When Sen. Kirsten Gillibrand first said she would run for her third full term, the announcement prompted a flicker of surprise in New York political circles and a flood of speculation about who would challenge her.
As New York’s junior senator, Gillibrand had kept her head down in recent years — picking unglamorous and thorny legislative battles, rarely courting headlines and inspiring skeptics to tag her as a sort of ghost senator.
But nine months after she announced her candidacy, Gillibrand has defied many expectations. No up-and-coming Democrats have stepped up to challenge her. And pundits said they doubted the GOP will bother with a serious general election effort to oust her.
If she makes the general election, the strength of her performance could lift or dent Democrats in a handful of key congressional races.
Gillibrand’s campaign still lacks infrastructure. But she enters the 2024 primary with a formidable $8.3 million war chest, according to a spokeswoman, and no opponents in sight.
This election season, at least, the low-key Democrat from Albany is looking more and more like a New York juggernaut, boosted by her flair for fund-raising and ability to avoid staunch critics.
“There was buzz in New York, especially around AOC and Ritchie,” Chris Coffey, a Democratic strategist, said of two possible primary challengers: Rep. Alexandria Ocasio-Cortez and Rep. Ritchie Torres.
In the end, Coffey added, “It was just buzz.”
Ocasio-Cortez and Torres, both of the Bronx and in their mid-30s, decided not to run. Ocasio-Cortez, who dangled the threat of a primary against Brooklyn’s Sen. Chuck Schumer in the midterms, quickly said she had no interest in taking on Gillibrand.

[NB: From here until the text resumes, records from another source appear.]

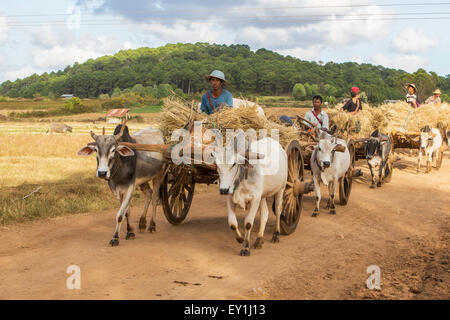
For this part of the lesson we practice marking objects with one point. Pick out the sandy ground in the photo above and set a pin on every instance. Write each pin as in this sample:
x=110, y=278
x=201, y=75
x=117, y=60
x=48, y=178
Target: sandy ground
x=402, y=227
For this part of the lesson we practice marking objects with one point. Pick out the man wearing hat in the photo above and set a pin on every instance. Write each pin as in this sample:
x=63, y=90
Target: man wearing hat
x=353, y=106
x=435, y=98
x=216, y=98
x=411, y=97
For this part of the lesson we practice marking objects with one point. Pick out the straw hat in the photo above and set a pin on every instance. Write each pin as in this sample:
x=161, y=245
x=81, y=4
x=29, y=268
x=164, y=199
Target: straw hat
x=217, y=74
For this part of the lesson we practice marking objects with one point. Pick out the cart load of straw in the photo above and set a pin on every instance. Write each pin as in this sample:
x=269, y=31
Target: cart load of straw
x=178, y=113
x=391, y=117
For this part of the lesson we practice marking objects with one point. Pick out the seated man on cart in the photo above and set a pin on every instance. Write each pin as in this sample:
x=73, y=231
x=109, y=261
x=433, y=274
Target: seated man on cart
x=216, y=98
x=353, y=106
x=317, y=116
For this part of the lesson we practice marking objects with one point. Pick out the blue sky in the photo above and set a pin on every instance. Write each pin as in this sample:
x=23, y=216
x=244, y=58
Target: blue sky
x=37, y=37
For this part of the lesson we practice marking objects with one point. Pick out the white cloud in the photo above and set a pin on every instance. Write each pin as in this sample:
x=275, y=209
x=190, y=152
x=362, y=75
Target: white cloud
x=413, y=40
x=407, y=62
x=357, y=59
x=308, y=53
x=21, y=73
x=310, y=31
x=54, y=55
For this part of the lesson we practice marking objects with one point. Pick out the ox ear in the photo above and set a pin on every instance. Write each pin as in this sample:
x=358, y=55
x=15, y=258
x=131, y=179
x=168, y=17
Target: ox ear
x=339, y=148
x=87, y=150
x=310, y=148
x=125, y=151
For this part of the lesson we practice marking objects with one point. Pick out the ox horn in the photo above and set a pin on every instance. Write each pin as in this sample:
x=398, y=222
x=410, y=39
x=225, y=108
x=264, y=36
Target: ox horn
x=339, y=148
x=118, y=136
x=253, y=155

New York’s two Senate seats are coveted political perches, placing their occupants at the intersection of America’s premier lawmaking body and its dominant media market. They can attract big personalities and intense campaigns.
Schumer, a cheerful glad-hander with a zest for chasing cameras, has parlayed his seat into a role as the Senate leader. He can polarize but rarely fades into the background.

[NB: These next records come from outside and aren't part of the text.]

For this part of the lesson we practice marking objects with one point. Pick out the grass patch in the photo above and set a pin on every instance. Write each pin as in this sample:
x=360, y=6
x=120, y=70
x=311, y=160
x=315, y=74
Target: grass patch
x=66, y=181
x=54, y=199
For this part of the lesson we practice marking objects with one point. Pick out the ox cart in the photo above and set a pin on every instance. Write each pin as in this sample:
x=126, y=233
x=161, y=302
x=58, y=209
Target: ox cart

Gillibrand’s style is different.
“It’s hard for people to pay attention to what I do, because I’m not a shiny object,” said Gillibrand, 56. “But I’m very effective in getting things done.”
In an interview with the Daily News, she rattled off a laundry list of accomplishments — including securing significant health care support for 9/11 first responders — that figure to form the crux of her campaign.

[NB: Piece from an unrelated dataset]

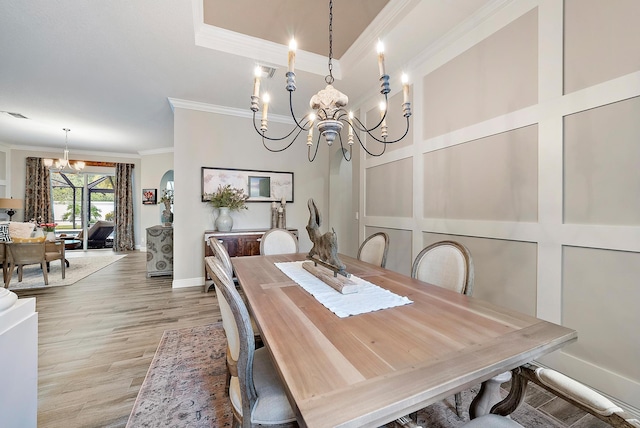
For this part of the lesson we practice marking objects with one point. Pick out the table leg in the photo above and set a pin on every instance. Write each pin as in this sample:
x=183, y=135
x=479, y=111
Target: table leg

Last year, she notched long-sought legislative victories, passing anti-gun trafficking legislation and a bill stripping military commanders of the ability to decide whether sexual assault claims in the armed forces are prosecuted.
“I had to outmaneuver the DoD,” she said proudly. “I had to outmaneuver lots of generals.”
Schumer said “no one thought” Gillibrand could get the bill through.
“I remember her sitting on the floor and talking to some of the most conservative Republicans about why it was important,” he recalled.
Since emerging on the political scene nearly 17 years ago by winning a conservative upstate congressional district — “The only person who thought I could win was my mother,” she said — Gillibrand has displayed political agility.
She has also moved decidedly leftward, changing from a Blue Dog to a liberal-leaning senator after she was vaulted to the upper chamber by former Gov. David Paterson, who picked her to replace the outgoing Hillary Clinton in 2009.
But her political track record is hardly spotless.
Gillibrand’s last election campaign, after all, was a humbling eight-month run at the White House best remembered for a campaign stop at an Iowa restaurant where an unimpressed patron said, “Sorry, I’m just trying to get some ranch,” as she sneaked by the senator.
Some Democrats docked Gillibrand for party disloyalty after she called for the resignation of Al Franken, the Minnesota senator felled by sexual misconduct allegations.
In the 2020 race, Gillibrand found no clear constituency. Her once-conservative positions on immigration earned her a tough interview with Rachel Maddow on MSNBC; her progressive vision for the presidency ruled her out for centrists.
But in 14 years in the Senate, she has earned admirers among her colleagues. “She is relentless,” said Sen. Cory Booker, a New Jersey Democrat. “She gives a damn.”
When Booker joined the Senate a decade ago, Gillibrand had dinner with him and gave him a crash course on how to be effective in the chamber “down to your scheduling process,” he said.
“I wish I could have tape recorded it and given it to every new senator, regardless of party,” Booker said. “There is no bulls–t about her whatsoever.”
Fans in Washington don’t buy votes in New York. But Gillibrand’s style still seems to be resonating in a state where skilled practitioners of political theater tend to fly highest.
“You would think somebody who has had a lower profile would be a good target,” Hank Sheinkopf, a Democratic strategist, said of a primary challenge to Gillibrand. “But the Democrats don’t seem to feel that way.”
He said he expected Gillibrand to present herself in the reelection bid as a “worker, not a politician.”
“Which is probably a good argument today,” Sheinkopf added.